Javier Bardem - Interview

Interview, Jan-April, 2001 by Dennis Hopper

A CREATIVE SPIRIT LIGHTS UP BEFORE NIGHT FALLS

Javier Bardem achieved critical and international success in 1992 with Jose Juan Bigas Luna's Jamon Jamon, but his name has remained relatively unknown internationally. This month, with the much-anticipated release of Julian Schnabel's Before Night Falls, the fantastically talented thirty-one-year-old actor plays one of the most fascinating roles in any American film in years. It's an assignment he's prepared himself for: Bardem is the star of more than twenty foreign films, including Pedro Almodovar's High Heels (1991) and Live Flesh (1997)--as well as Jamon Jamon, which featured another then up-and-coming Spanish actor, Penelope Cruz [Interview, December 2000]. He also comes from a cinematic family whose members include celebrated actors and directors. But Before Night Falls is more than a hot film with a hot new star: its story addresses some of the most politically charged issues of our day. Artist and film director Julian Schnabel (who is interviewed on page 67 of this issue) has chosen for his second fe ature the autobiography of Reinaldo Arenas (1943-90), poet, novelist, intellectual, and homosexual, who was antagonized and imprisoned for being all these things in Fidel Castro's Cuba. Arenas was only one in that enormous wave of Cubans that reached America in the Mariel boatlift in 1980. Arenas' fight against AIDS, his struggle to keep creating, and his eventual suicide remain complex, painful tragedies (political, social, cultural) embodying many issues between (and, in some cases, shared by) America and Cuba. Before Night Falls has already triumphed at several film festivals, especially at Venice, where it received several awards, including the Grand Jury Prize, a special Lifetime Achievement Award for composer Carter Burwell--and a Best Actor award for Javier Bardem. Dennis Hopper, long aware of Bardem's work and talent, recently sat down to talk with him.

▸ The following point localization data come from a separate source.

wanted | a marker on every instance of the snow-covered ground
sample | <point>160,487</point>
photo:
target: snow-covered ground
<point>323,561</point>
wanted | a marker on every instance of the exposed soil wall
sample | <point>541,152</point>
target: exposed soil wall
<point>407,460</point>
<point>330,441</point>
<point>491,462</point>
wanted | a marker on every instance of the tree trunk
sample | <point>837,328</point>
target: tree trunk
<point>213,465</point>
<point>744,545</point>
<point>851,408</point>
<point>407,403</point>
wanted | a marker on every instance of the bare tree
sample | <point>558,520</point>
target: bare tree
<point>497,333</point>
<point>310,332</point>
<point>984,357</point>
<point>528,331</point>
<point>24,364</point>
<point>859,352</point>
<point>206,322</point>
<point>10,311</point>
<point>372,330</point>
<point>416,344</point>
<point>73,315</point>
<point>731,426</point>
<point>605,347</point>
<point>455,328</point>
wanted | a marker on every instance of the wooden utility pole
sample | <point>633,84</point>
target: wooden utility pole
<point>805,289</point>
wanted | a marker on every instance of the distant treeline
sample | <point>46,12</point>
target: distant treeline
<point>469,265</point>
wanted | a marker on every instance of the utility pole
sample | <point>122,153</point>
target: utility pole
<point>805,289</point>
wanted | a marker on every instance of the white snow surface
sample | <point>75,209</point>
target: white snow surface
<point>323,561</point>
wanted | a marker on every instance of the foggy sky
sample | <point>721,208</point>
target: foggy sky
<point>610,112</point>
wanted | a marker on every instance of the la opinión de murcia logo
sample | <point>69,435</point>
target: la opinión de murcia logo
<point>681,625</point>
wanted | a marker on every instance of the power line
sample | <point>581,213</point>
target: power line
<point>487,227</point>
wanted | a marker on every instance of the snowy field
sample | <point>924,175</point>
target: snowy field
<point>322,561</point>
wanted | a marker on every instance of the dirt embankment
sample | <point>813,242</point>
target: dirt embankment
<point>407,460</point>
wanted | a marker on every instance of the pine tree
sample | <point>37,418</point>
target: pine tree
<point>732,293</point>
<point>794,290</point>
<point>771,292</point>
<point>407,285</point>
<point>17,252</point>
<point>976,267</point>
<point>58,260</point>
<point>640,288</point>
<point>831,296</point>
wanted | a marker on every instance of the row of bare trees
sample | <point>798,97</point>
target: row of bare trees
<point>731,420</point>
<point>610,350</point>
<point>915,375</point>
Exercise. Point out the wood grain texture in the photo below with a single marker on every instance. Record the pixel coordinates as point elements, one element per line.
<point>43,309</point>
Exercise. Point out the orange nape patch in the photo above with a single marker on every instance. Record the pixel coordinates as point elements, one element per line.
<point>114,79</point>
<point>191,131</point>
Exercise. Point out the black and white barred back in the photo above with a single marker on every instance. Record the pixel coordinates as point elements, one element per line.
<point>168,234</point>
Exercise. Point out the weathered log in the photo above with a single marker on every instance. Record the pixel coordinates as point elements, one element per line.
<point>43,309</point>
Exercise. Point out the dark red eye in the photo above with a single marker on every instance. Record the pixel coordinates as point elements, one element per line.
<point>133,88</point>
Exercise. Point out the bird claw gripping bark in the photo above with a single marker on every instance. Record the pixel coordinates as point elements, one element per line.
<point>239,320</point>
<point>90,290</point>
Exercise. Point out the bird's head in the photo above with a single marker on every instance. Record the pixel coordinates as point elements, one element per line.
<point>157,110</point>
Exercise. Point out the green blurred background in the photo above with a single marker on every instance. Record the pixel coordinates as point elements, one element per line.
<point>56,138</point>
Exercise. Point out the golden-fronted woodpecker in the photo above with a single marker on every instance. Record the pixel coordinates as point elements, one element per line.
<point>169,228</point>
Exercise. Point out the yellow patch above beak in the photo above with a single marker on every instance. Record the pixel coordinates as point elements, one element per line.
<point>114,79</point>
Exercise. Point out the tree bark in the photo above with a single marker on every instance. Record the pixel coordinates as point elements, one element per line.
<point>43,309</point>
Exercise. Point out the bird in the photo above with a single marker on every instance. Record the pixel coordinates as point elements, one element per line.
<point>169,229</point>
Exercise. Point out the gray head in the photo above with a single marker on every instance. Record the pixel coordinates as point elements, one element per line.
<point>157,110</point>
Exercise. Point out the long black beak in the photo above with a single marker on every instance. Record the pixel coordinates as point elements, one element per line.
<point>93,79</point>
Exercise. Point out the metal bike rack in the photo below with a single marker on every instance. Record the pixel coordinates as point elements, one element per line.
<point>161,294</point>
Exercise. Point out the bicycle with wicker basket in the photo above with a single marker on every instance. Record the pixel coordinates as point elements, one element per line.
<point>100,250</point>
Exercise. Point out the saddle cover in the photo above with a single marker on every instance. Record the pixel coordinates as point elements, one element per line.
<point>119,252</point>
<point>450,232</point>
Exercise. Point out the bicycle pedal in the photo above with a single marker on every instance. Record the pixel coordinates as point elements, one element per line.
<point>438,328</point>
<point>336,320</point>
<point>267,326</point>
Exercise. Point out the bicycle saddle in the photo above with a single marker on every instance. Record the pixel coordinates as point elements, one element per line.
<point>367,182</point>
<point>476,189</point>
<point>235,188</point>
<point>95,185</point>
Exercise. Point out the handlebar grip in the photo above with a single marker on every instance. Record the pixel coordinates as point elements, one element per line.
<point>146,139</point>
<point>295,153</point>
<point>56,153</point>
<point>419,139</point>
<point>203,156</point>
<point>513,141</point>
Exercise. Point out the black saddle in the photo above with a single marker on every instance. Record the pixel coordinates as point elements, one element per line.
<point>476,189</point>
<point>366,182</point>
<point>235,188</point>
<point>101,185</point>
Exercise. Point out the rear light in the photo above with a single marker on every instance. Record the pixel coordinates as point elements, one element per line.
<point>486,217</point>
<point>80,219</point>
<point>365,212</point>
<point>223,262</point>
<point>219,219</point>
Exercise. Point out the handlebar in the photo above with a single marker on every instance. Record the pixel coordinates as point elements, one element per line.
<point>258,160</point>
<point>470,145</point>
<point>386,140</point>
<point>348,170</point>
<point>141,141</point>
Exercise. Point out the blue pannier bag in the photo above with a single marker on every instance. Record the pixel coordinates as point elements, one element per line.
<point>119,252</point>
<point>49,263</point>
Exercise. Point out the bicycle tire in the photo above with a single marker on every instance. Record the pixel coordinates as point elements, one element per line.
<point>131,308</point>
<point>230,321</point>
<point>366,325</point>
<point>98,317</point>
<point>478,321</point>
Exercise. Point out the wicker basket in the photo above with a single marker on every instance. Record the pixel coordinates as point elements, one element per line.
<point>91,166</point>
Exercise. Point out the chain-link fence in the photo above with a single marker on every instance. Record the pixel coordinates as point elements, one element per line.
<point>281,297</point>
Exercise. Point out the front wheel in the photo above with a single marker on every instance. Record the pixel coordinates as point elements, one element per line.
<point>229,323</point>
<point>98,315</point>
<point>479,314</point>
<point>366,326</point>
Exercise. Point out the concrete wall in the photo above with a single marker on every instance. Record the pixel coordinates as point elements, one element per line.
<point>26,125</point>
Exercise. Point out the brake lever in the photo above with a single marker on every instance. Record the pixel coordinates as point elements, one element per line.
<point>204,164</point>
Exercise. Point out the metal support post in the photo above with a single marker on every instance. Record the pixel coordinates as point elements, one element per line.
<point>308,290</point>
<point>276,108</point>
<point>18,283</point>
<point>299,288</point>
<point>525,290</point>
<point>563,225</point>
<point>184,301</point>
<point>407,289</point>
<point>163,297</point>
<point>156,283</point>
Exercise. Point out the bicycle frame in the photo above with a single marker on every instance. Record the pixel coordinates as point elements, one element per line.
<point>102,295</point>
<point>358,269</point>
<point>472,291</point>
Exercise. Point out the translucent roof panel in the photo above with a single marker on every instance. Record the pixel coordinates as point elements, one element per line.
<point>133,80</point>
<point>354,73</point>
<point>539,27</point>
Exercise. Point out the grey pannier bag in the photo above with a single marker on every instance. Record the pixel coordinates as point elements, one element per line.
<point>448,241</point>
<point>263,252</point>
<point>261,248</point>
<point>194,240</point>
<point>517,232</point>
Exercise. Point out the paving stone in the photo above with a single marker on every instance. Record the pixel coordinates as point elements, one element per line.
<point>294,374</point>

DENNIS HOPPER: Hello Javier. How are you?

JAVIER BARDEM: Fine. How are you?

DH: Great. Listen, I want to tell you that I think you've given the best performance of the year and perhaps many years in your latest film, Before Night Falls.

JB: Thank you very much.

DH: What's really amazing to me was that in 1992, when I was president of the jury [at Venice) and we gave you guys the Silver Lion for Jamon Jamon, you were playing this really macho man. And then you go to this, to playing Reinaldo Arenas, the great Cuban writer who suffered under Castro's anti-gay policies. When I saw the movie I came out feeling as though I experienced something with Reinaldo, like I knew him, and that's really rare.

JB: All these nice things from you--what do you want me to say? [laughs]

DH: Well, what I'd like to talk to you about is how you found that in you.

JB: When you play a character that really exists or existed, the thing that concerns you is respect--for the people who loved this person and are still alive. In the very beginning I had these nightmares about the people who knew Reinaldo shouting at me, telling me how bad I was in the role. When you have a part like this one, where you play a character from the age of seventeen to forty-five, it's very easy to sort of say, "Hey guys, look how great an actor I am." You basically have two options--to get into the role, or to make a big show of your technique.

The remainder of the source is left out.